Ricorda sempre la prima legge di gravitazione sessuale:

Ciò che si dicono gli amanti in un letto resta segreto.
Non c'è modo di verificare, mai, l'oggettività della vita sessuale di una coppia. Ergo, non vale la pena di preoccuparsene.

Mi dispiace che tu ti senta presa in giro. 
Davvero io pensavo che lui, fosse come me.

Non ho MAI fatto promesse a nessuno.
Non ho bisogno di fare promesse.
Faccio sempre prima i fatti e poi le parole.

Però rileggendoti mi spiego tantissime cose, se fossi stato più sleale, oggi forse, terrei ancora la mia amante in sospeso.
Come amante sarei così: " Premesso che non esiste nessuna donna che può chiedermi di lasciare la mia famiglia per lei, eccomi sono qua".

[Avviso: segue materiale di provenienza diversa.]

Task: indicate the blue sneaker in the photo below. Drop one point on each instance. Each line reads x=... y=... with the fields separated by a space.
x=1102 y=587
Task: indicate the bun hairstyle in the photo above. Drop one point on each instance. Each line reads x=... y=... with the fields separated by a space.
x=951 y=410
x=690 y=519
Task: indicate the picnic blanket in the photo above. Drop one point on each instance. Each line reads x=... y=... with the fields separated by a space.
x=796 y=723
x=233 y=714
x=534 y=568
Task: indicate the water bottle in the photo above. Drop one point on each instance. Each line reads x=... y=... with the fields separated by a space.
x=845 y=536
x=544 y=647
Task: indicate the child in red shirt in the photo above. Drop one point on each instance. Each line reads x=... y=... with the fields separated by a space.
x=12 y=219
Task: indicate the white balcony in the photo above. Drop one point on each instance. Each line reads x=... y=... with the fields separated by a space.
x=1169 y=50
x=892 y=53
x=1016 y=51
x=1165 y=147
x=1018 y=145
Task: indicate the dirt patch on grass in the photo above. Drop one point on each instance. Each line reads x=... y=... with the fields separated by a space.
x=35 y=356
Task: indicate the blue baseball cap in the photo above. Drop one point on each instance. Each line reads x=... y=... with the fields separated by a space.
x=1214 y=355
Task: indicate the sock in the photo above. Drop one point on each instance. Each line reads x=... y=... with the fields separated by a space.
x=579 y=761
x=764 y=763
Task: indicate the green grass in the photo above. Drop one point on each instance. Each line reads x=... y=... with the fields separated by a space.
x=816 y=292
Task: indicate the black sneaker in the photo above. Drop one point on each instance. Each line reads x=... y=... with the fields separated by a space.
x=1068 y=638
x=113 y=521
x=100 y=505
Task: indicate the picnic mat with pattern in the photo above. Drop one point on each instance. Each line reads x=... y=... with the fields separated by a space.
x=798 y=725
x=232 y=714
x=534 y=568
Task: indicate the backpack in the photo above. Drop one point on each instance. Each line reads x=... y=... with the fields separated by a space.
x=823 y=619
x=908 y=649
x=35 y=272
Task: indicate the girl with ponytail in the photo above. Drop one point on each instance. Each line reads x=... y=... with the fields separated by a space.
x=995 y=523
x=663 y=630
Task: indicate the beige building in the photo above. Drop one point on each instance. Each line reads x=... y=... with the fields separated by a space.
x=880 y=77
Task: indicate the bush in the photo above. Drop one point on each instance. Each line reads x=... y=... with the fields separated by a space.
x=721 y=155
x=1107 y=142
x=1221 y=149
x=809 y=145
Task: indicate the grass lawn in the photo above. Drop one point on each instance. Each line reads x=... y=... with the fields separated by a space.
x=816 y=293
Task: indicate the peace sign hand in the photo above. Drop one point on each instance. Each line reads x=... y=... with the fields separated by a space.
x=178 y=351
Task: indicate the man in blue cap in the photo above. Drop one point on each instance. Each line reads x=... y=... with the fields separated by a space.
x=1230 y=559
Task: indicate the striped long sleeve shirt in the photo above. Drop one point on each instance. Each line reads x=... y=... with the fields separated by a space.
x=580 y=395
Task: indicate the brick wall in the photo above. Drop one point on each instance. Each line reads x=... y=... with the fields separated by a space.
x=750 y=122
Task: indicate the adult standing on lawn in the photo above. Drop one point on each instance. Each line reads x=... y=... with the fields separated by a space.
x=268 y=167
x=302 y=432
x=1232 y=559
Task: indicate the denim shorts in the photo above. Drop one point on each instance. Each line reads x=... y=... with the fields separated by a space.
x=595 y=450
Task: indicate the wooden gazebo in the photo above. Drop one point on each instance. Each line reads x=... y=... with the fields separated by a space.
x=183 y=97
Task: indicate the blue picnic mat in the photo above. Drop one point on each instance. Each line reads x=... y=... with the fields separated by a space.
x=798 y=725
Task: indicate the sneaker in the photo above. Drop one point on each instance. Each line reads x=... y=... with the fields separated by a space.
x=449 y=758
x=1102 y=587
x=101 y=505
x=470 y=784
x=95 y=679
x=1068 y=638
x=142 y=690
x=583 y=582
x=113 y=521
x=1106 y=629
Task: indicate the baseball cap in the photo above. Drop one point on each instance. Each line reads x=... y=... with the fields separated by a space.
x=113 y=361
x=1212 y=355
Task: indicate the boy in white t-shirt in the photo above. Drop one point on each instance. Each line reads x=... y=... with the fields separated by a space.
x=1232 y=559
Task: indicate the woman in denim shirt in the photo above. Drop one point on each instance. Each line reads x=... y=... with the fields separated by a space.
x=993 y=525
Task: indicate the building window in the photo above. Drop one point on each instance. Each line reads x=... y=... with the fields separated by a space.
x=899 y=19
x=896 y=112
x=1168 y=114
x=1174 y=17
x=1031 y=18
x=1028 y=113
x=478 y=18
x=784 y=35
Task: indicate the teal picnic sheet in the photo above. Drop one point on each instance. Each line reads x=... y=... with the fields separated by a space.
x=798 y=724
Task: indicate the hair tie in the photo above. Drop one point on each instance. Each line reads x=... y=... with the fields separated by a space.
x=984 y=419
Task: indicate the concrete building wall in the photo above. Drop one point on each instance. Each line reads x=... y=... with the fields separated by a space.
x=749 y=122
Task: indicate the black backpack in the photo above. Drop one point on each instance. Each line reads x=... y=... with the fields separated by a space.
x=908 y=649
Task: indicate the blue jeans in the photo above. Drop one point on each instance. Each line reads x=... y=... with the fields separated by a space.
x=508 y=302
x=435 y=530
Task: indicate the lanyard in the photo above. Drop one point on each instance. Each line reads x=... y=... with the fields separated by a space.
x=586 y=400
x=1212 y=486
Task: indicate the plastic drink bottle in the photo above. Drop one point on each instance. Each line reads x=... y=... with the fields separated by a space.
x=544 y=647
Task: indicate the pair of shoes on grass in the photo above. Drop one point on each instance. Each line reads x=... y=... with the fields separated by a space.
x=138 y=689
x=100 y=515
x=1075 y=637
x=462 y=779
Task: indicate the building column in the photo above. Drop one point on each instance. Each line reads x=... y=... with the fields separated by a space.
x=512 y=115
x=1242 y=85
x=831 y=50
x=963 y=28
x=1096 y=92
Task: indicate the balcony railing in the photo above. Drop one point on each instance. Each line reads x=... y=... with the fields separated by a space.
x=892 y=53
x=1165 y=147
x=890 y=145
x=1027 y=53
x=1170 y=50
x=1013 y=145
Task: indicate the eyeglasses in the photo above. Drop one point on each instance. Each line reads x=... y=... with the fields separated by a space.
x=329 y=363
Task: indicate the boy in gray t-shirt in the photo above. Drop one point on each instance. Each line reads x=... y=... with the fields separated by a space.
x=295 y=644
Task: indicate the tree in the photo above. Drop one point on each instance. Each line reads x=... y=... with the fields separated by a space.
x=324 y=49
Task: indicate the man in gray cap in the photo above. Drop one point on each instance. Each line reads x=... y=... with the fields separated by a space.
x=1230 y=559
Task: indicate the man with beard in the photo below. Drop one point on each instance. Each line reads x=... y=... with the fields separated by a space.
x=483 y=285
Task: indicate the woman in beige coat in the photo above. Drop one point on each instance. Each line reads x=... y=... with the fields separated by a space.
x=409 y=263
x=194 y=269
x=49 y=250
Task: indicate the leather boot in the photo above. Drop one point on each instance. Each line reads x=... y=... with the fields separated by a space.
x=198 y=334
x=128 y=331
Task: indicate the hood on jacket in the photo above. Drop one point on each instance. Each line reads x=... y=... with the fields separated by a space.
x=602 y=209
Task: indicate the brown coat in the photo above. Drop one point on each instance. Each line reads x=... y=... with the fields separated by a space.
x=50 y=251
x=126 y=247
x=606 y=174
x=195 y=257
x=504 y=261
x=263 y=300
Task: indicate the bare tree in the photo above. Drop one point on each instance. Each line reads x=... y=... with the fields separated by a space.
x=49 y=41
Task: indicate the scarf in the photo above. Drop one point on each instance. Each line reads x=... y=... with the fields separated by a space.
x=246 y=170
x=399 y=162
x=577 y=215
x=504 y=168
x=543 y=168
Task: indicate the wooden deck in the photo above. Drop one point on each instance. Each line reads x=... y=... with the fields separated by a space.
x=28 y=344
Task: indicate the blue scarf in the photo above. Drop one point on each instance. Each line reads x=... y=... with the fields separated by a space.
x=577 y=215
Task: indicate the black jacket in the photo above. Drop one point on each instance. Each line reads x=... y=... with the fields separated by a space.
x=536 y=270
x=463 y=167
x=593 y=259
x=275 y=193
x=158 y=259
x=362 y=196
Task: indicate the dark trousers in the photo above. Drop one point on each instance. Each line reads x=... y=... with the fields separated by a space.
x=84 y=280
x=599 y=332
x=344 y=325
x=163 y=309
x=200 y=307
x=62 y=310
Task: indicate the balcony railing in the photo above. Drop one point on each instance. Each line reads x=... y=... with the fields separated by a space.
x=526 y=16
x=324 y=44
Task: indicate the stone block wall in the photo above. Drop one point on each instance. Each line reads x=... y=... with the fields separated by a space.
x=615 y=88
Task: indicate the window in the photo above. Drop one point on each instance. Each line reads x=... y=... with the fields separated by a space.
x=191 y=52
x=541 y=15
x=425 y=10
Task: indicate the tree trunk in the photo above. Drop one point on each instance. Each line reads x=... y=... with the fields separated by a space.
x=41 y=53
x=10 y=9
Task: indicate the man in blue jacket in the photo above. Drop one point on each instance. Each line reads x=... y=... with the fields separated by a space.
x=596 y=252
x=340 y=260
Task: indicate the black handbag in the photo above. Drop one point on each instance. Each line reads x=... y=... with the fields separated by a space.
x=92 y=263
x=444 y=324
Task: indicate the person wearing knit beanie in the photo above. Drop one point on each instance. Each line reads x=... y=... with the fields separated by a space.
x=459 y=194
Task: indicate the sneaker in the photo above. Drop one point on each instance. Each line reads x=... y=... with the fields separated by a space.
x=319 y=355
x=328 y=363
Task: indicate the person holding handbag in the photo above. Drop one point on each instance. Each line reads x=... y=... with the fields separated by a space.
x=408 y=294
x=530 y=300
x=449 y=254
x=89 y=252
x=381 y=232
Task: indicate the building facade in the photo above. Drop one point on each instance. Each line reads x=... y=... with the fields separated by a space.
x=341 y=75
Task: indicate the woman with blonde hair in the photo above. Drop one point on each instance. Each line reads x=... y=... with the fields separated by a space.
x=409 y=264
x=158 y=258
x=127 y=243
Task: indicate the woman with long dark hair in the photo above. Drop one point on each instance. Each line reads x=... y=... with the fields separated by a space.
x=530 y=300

Vedi, io potrei lasciare, anche la mia famiglia, ma solo se fossi capace di garantire ad essa il giusto sostentamento. 

Insomma ognuno si deve assumere le proprie responsabilità. 
E in certi mondi, proprio perchè si è responsabili, ci si aiuta e ci si protegge.

Ma perchè le donne sono così strane?
Non possono vivere una storia extra in santa pace?
Delimitandone i contorni, prendendosene solo i vantaggi, che la condizione comporta?

Poi Eli, se tu ami sinceramente e lui no, allora è un altro paio di maniche.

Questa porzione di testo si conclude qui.